Every time I try to wrap my mind around President Bush's Iraq war and his associated war against the press, I come back to the lies the president and his courtiers have endlessly told. And to how they conned and cowed much of the press into being their early accomplices.

Those offended by the jolt of the word "lies" can substitute a gentler synonym, such as "fictions" or "frauds" or "breaches of the national trust."

The lies haven't stopped. Vice President Dick Cheney lately accuses the "reprehensible" Democrats in Congress of twisting history when they point to the flagrant disinformation campaign that got us into the war. He is saying, in effect, that telling the truth about a lie-based presidency comforts the enemy and makes you a bad American. That might be so if anyone were revealing national-security secrets. But these senators and representatives whom the vice president would crush are merely—and very belatedly—calling attention to the untruths sown by his own tribe to concoct a war.

Cheney: Talk is cheap.
photo: David Bohrer
Cheney: Talk is cheap.

The press too was slow to question and reveal the lies. Most of America was slow. People were still in shock over the 9-11 terrorist attacks and didn't want to believe that their president would mislead them into the wrong war. The press, like many other Americans, was temporarily intimidated.

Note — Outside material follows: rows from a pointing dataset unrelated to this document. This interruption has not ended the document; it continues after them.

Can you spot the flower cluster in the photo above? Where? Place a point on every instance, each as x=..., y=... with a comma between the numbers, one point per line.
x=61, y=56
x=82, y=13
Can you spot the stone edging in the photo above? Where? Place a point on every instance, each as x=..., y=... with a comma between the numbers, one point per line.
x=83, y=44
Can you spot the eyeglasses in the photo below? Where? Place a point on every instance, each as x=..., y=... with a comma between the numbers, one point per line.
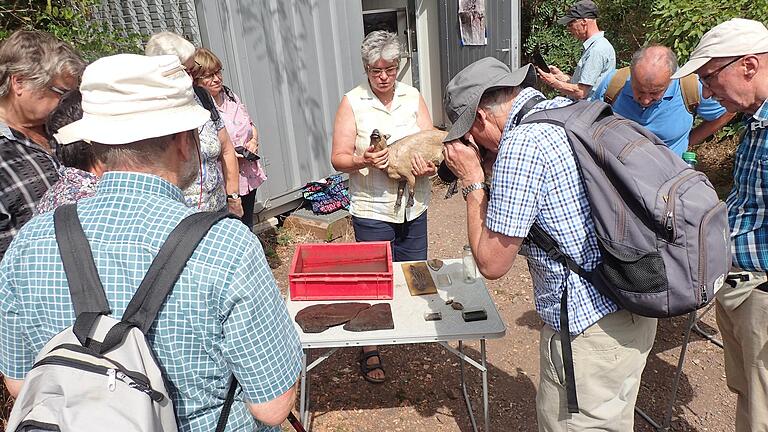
x=59, y=91
x=211, y=75
x=706, y=79
x=390, y=71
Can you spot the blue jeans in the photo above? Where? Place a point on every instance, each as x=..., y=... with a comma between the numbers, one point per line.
x=407, y=239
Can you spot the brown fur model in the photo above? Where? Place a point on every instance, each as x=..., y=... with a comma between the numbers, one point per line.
x=428, y=144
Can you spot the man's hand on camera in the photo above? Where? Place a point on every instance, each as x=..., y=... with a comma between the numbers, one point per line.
x=464, y=161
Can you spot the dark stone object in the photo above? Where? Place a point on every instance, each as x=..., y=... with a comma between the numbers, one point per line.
x=376, y=317
x=318, y=318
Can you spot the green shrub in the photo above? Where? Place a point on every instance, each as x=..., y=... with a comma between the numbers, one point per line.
x=69, y=20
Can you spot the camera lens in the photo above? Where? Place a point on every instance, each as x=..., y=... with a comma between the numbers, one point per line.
x=445, y=173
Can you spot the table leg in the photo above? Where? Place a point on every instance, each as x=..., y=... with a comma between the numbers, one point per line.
x=484, y=371
x=304, y=399
x=692, y=318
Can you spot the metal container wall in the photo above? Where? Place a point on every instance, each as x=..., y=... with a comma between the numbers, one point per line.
x=291, y=62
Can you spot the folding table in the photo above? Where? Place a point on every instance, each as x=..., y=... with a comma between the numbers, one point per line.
x=410, y=327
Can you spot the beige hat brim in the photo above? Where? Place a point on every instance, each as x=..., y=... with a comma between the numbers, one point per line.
x=133, y=127
x=691, y=67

What was in the minds of the president and his political advisers? Many of them (who had never seen battle) seem to have believed that 9-11 was the opportunity they had been hoping for since the 1991 Gulf War, when Saddam Hussein, though defeated, was left in power by the first President Bush. But how did they imagine they could, by force of arms, create a world empire on a foundation of distortions and lies about a "grave and gathering danger" from Iraq? Maybe someday they'll give us a halfway credible insight into what they were thinking.

It is tempting to go back and recite all the falsehoods—and all the scorned opportunities to exhibit honest, American humility by acknowledging them. A handful will suffice.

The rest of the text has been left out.